周笙這會兒已經回自己家收拾守夜要用的東西了。
陳星洛見軟硬都不吃,終于惱羞成怒,伸手“啪啪”在我屁股上打了兩巴掌:“我跟阿姨告狀你欺負我!”
打得倒不疼,但打屁股這動作向來是長輩教訓小輩用的。被他這么一拍,我頓時有種被羞辱的感覺,驚得轉過身去。
陳星洛氣鼓鼓地鼓著腮幫子,淺粉色的眼睛瞪得圓溜溜的,像只充氣的河豚。
“你明明在欺負我,還賊喊捉賊……”我放下抹布,伸手捏住他軟乎乎的臉頰,“壞草莓。”
“唔……放手!”他含糊不清地抗議,雙手胡亂拍打我的手臂。
就在這時,我媽抱著厚外套從二樓下來,恰好看見我捏著陳星洛的臉,小少爺正撲騰著掙扎。
她眉頭一皺:“江堰!你又欺負星星!”
陳星洛立刻掙脫我的手,像只受驚的小兔子竄到我媽身后,拽著她的袖子告狀:“阿姨你看他!”
那副委屈巴巴的模樣,要不是我屁股還麻著,差點就信了
我媽立刻進入護崽模式,把陳星洛護在身后:“燕子你多大了還欺負同學?趕緊給星星道歉!”
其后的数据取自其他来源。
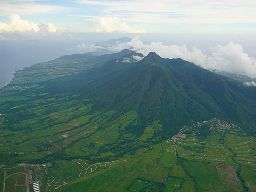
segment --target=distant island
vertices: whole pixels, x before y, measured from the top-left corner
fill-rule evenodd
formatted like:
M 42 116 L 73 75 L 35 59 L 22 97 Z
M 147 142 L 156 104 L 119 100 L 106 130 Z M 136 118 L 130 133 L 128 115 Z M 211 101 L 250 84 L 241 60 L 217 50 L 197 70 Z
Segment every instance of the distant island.
M 0 187 L 254 191 L 256 88 L 231 78 L 128 49 L 17 71 L 0 89 Z

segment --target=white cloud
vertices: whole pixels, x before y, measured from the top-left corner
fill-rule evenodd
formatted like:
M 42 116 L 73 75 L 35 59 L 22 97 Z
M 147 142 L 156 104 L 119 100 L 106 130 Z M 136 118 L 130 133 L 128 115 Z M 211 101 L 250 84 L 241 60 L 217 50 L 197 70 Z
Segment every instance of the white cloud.
M 1 0 L 0 16 L 9 15 L 13 13 L 20 15 L 29 15 L 35 13 L 63 13 L 74 9 L 73 7 L 47 5 L 47 3 L 42 4 L 39 2 L 34 0 Z
M 248 86 L 256 86 L 256 83 L 254 81 L 251 81 L 251 82 L 245 82 L 244 84 Z
M 77 47 L 80 49 L 86 48 L 86 46 L 84 43 L 83 43 L 81 46 L 80 45 L 77 45 Z
M 215 49 L 212 56 L 206 62 L 207 68 L 256 77 L 256 60 L 243 52 L 241 45 L 230 42 L 224 47 L 218 45 Z
M 80 49 L 89 49 L 90 50 L 97 50 L 97 49 L 105 49 L 103 47 L 100 46 L 95 46 L 94 44 L 92 44 L 89 46 L 86 46 L 84 43 L 83 43 L 82 45 L 77 45 L 77 47 Z
M 19 38 L 27 39 L 73 38 L 69 30 L 62 32 L 51 23 L 38 24 L 22 20 L 18 14 L 11 14 L 9 16 L 10 24 L 0 22 L 1 33 L 14 33 Z
M 256 22 L 253 0 L 79 0 L 105 15 L 135 22 L 227 24 Z
M 121 62 L 124 62 L 124 63 L 130 63 L 131 61 L 130 61 L 130 59 L 129 58 L 125 57 L 123 58 L 123 60 Z
M 55 32 L 50 32 L 48 25 L 41 24 L 41 25 L 38 25 L 37 26 L 39 28 L 37 32 L 36 32 L 34 29 L 32 28 L 30 31 L 26 30 L 24 32 L 18 30 L 16 30 L 15 34 L 19 38 L 30 40 L 43 39 L 59 40 L 63 38 L 73 38 L 71 34 L 69 33 L 69 30 L 68 30 L 66 29 L 66 31 L 63 32 L 57 29 Z
M 22 20 L 20 16 L 17 14 L 11 14 L 9 18 L 10 19 L 10 24 L 0 22 L 0 33 L 14 32 L 16 30 L 23 32 L 31 31 L 32 29 L 35 32 L 37 32 L 41 29 L 38 24 L 29 22 L 27 20 Z M 49 32 L 56 32 L 58 29 L 57 27 L 54 26 L 51 23 L 44 25 L 47 25 Z
M 96 27 L 97 33 L 118 32 L 119 33 L 145 33 L 146 30 L 131 28 L 125 22 L 116 17 L 104 17 L 86 20 L 91 26 Z
M 136 61 L 139 61 L 141 59 L 142 59 L 144 57 L 140 57 L 139 55 L 133 55 L 133 59 L 136 60 Z
M 108 49 L 116 51 L 130 49 L 144 55 L 147 55 L 150 52 L 154 52 L 163 58 L 180 58 L 205 69 L 244 74 L 256 78 L 256 60 L 243 52 L 241 45 L 230 42 L 225 46 L 218 45 L 212 49 L 212 55 L 208 57 L 195 47 L 191 51 L 188 51 L 185 44 L 166 46 L 162 42 L 155 42 L 146 45 L 139 39 L 139 36 L 137 36 L 131 42 L 119 44 Z

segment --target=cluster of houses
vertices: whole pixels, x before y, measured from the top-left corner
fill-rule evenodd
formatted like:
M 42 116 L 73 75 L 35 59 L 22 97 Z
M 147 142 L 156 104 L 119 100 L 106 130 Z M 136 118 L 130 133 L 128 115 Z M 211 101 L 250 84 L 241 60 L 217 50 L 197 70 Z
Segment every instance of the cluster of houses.
M 40 186 L 39 186 L 39 182 L 33 183 L 33 188 L 34 189 L 34 192 L 39 192 Z
M 176 135 L 174 135 L 173 137 L 172 137 L 172 139 L 174 140 L 174 141 L 175 142 L 181 139 L 184 139 L 186 138 L 186 135 L 185 134 L 177 134 Z

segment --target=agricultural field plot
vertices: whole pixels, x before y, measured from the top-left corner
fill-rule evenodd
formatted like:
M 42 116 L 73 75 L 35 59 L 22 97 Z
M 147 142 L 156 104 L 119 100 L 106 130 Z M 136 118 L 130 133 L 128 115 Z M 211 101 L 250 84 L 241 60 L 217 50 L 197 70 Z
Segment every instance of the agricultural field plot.
M 26 192 L 26 176 L 22 174 L 13 175 L 5 181 L 5 191 Z
M 198 182 L 200 181 L 198 184 L 199 191 L 200 188 L 210 189 L 211 187 L 217 191 L 230 191 L 254 188 L 251 183 L 247 182 L 247 185 L 245 184 L 243 178 L 249 178 L 245 172 L 241 171 L 241 168 L 244 170 L 245 167 L 248 167 L 253 177 L 256 176 L 254 172 L 256 165 L 254 139 L 246 134 L 241 136 L 241 130 L 233 125 L 233 129 L 225 125 L 224 123 L 216 127 L 229 128 L 221 131 L 211 129 L 204 137 L 200 135 L 202 133 L 198 129 L 195 133 L 196 127 L 190 127 L 192 131 L 186 131 L 190 134 L 187 134 L 185 139 L 177 141 L 179 161 Z M 205 176 L 206 173 L 211 173 L 211 175 L 200 178 L 200 173 L 197 172 L 202 169 Z M 218 188 L 221 185 L 220 183 L 222 184 L 223 189 Z
M 51 87 L 83 75 L 82 70 L 99 62 L 90 62 L 94 57 L 32 66 L 17 72 L 0 90 L 0 165 L 6 165 L 0 168 L 0 187 L 6 171 L 7 176 L 30 174 L 30 184 L 39 182 L 44 191 L 256 188 L 256 141 L 235 125 L 215 118 L 177 133 L 185 118 L 175 125 L 164 124 L 161 115 L 144 121 L 148 115 L 139 110 L 140 104 L 131 109 L 118 104 L 126 99 L 121 91 L 103 89 L 95 96 L 87 89 L 95 88 L 84 84 Z M 84 82 L 90 85 L 95 79 Z M 107 102 L 102 99 L 106 97 Z M 129 99 L 126 103 L 132 104 L 135 99 Z M 9 190 L 24 190 L 23 176 L 8 179 Z

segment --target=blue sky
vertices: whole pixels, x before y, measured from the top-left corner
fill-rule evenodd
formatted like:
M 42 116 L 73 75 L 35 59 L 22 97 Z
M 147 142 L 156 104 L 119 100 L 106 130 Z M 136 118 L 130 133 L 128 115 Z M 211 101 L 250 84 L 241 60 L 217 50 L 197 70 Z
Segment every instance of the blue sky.
M 108 49 L 133 46 L 256 77 L 255 10 L 255 0 L 1 0 L 0 68 L 19 63 L 15 71 L 127 36 L 133 40 Z
M 5 32 L 3 23 L 9 24 L 8 16 L 18 14 L 22 20 L 51 23 L 62 31 L 69 26 L 73 32 L 252 34 L 255 10 L 253 0 L 2 0 L 0 29 Z M 10 32 L 7 27 L 5 32 Z

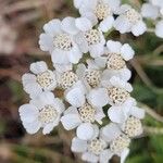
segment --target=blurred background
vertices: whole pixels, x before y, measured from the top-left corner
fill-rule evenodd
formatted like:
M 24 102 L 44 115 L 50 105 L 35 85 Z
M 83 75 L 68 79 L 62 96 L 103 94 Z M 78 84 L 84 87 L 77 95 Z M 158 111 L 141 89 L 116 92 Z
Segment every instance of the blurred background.
M 141 0 L 125 0 L 139 8 Z M 0 0 L 0 163 L 80 163 L 70 150 L 73 131 L 60 125 L 51 135 L 26 134 L 18 106 L 28 102 L 21 76 L 34 61 L 50 57 L 38 48 L 42 25 L 54 17 L 76 16 L 72 0 Z M 109 39 L 129 42 L 136 58 L 133 97 L 147 111 L 145 134 L 133 140 L 127 163 L 163 163 L 163 39 L 146 33 L 136 38 L 112 32 Z M 118 162 L 117 158 L 112 159 Z

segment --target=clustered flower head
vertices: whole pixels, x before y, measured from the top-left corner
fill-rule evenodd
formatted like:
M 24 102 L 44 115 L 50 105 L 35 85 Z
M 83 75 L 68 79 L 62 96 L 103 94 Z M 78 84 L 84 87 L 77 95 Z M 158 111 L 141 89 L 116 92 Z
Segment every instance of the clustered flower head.
M 115 29 L 142 35 L 147 30 L 142 16 L 162 17 L 161 4 L 150 0 L 140 13 L 120 0 L 74 0 L 80 17 L 48 22 L 39 46 L 50 54 L 53 67 L 35 62 L 22 77 L 30 97 L 20 108 L 27 133 L 42 129 L 43 135 L 50 134 L 61 123 L 76 131 L 71 149 L 82 160 L 108 163 L 118 155 L 125 162 L 131 139 L 143 131 L 145 111 L 131 97 L 128 82 L 127 62 L 135 51 L 129 43 L 109 39 L 108 34 Z M 160 32 L 156 25 L 156 35 Z M 55 89 L 62 93 L 58 96 Z
M 163 38 L 163 1 L 148 0 L 147 3 L 142 4 L 141 14 L 148 20 L 153 20 L 155 35 Z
我張口想辯解,卻看見陳星洛從我媽肩膀后探出腦袋,沖我做了個得意的鬼臉。
淺粉色的眼睛彎成月牙,明晃晃寫著“你奈我何”。
“對不起。”
我咬著后槽牙道歉,眼神卻警告地盯著那個小壞蛋。
“要誠懇!”我媽不依不饒。
我親愛的媽媽咪啊,你究竟我是我媽還是他媽啊?
陳星洛忽然拽拽我媽袖子:“阿姨,我原諒他啦。”說著朝我伸出手,“只要你陪我去守夜,我們就算和好了。”
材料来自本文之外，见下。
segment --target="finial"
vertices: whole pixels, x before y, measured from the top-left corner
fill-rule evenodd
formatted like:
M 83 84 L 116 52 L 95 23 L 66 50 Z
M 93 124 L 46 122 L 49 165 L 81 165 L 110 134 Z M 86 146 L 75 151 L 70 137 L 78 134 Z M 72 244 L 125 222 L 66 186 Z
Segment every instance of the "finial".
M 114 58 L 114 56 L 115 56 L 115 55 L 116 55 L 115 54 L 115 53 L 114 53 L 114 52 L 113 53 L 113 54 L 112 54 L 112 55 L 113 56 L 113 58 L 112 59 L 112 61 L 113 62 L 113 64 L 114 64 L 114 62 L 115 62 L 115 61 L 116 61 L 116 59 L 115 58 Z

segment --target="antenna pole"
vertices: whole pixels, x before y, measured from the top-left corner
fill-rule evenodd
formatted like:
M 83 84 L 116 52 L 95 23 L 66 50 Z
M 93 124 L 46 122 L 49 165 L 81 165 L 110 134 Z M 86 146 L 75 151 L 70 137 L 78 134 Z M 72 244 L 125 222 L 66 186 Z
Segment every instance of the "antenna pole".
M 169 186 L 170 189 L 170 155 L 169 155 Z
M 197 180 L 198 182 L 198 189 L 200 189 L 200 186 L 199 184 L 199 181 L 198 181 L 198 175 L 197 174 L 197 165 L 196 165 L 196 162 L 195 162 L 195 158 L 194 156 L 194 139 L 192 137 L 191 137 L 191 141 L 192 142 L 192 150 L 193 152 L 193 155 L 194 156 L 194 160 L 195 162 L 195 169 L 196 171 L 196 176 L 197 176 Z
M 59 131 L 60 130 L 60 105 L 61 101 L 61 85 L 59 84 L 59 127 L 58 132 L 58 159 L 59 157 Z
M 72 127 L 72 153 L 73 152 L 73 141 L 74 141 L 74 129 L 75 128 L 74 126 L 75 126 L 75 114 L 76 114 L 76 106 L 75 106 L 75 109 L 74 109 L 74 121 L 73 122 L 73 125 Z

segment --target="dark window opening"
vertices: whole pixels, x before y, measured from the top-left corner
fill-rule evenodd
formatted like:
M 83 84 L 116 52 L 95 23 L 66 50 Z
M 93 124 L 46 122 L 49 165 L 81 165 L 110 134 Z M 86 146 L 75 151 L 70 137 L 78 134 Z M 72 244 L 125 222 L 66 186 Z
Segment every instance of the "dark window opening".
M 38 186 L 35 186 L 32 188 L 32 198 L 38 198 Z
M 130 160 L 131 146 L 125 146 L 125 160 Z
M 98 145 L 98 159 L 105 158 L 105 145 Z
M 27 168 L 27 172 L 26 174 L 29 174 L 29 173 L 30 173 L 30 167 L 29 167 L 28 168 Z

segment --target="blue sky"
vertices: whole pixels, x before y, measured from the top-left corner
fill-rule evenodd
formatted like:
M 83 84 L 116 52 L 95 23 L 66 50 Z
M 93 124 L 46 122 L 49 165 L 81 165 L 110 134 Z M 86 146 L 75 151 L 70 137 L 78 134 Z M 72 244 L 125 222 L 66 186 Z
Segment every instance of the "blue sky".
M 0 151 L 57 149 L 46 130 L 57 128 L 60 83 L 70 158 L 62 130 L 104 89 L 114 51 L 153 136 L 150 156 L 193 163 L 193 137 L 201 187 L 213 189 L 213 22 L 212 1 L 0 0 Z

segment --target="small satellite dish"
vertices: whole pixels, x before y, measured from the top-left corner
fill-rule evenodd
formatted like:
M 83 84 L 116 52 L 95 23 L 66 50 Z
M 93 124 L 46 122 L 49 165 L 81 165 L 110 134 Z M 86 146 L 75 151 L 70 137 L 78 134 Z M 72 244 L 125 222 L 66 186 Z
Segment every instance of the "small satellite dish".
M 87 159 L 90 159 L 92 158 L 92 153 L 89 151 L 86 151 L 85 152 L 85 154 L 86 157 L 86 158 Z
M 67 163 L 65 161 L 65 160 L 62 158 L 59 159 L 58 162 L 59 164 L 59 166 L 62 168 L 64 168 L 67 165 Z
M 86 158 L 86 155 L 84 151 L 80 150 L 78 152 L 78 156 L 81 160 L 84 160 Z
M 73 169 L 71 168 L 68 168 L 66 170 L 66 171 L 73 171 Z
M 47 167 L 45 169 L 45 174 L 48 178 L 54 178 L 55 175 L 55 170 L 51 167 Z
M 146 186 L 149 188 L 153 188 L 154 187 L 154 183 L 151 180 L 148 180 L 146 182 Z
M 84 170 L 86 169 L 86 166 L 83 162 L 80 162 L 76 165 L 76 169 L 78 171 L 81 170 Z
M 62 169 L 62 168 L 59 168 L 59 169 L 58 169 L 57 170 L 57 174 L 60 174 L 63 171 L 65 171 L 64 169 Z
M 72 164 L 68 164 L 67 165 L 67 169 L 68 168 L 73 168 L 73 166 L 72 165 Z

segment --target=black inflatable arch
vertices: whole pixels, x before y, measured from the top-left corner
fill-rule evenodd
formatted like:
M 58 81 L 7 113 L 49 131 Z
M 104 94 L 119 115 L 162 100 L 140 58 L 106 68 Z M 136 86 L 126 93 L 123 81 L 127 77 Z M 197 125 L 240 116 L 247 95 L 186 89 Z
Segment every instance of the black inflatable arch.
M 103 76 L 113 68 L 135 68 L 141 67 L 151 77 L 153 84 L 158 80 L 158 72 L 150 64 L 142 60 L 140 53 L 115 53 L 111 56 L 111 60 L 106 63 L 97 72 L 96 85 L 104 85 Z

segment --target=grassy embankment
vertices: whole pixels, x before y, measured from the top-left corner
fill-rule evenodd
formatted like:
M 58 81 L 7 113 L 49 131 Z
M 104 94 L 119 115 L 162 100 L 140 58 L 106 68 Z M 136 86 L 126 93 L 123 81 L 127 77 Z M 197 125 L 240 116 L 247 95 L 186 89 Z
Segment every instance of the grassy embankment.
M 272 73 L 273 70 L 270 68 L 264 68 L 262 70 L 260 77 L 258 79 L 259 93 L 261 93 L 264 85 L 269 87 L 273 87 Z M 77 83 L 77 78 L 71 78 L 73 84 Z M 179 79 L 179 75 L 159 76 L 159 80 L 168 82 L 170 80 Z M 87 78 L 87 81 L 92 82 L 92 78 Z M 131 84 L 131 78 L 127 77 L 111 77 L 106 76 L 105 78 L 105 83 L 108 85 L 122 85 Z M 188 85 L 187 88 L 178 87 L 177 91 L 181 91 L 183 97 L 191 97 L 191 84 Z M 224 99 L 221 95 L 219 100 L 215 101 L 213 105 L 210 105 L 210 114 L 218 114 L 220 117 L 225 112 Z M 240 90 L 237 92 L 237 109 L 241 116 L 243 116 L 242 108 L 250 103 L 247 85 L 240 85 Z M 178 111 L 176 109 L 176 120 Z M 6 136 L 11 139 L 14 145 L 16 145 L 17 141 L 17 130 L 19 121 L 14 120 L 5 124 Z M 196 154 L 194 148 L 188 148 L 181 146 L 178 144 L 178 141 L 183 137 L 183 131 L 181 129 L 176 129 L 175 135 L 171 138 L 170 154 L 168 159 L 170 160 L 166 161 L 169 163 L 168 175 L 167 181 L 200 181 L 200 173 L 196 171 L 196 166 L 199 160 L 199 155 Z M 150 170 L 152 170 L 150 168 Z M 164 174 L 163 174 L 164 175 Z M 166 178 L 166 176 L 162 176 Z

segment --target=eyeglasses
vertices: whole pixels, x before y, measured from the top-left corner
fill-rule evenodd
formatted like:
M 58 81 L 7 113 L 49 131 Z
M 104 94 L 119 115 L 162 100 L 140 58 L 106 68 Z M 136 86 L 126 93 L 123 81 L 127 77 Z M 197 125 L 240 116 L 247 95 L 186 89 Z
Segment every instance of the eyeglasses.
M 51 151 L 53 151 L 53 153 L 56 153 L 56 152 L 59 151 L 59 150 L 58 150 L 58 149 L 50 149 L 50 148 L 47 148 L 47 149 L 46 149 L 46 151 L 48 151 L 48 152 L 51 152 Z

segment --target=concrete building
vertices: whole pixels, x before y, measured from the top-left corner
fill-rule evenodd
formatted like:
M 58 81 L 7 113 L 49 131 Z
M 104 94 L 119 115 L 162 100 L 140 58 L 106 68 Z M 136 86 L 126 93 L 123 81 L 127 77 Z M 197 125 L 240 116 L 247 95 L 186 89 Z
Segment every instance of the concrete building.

我看著那只伸過來的手,白皙的手心還留著剛才拍我屁股時留下的紅印。沉默幾秒,我握住他的手:“行,陪你去。”
他立刻眉開眼笑,手指卻在我掌心偷偷撓了一下。又癢又麻,像被小貓爪子輕輕劃過。
周笙這時推門進來,手里拎著兩個手電筒和一袋驅蟲水。看見我們交握的手,他愣了愣,隨即若無其事遞過手電筒:“都準備好了。”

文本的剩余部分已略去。